ISI CSB 2017

Question

Consider a simple code in which each codeword consists of $2$ data bits $[d1, d0]$ and $3$ check bits $[c2, c1, c0]$.

The check bits are computed as follows:

$c2 = d1 \oplus d0$, where $\oplus$ is the modulo – $2$ sum

$c1 = d1$, and

$c0 = d0$.

(i) Determine the minimum Hamming distance between any two distinct codewords of this code.

(ii) How many errors in a codeword can be detected by this code? Justify your answer.

(iii) How many errors in a codeword can be corrected by this code? Justify your answer.

Comments

suppose , codeword is in  format :- c₀d₀c₁d₁c₂

now , if d₀ = d₁ = 0 then codeword will be 00000

 and  if  d₀ = 1 , d₁ = 0 then codeword will be 11001

so , minimum distance will be 3 b/w these codewords.

since , for "d" bit error detection , minimum distance >= d+1 ...so d = 2

and  for "d" bit error correction , minimum distance >= 2d+1 ...so d = 1

now , we can take any codeword format and put any combination of d₀ and d₁ like 00,01,10,11 and find the 4 possible codeword for each codeword format..minimum distance will be 3...

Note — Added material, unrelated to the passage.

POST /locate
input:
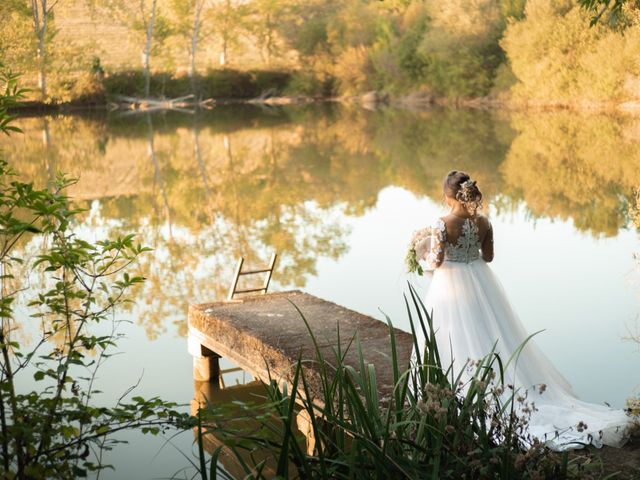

because when we put d₀ and d₁ as 00 then codeword = 00000 for each codeword format. now we can't  get any codeword in the same format when hamming distance will be 2 because when we put 01 as data bits then we get check bits as 011 . so we always get one extra 1 due to exor. like this we can analyze how we are not getting minimum distance as 2 for any codeword format..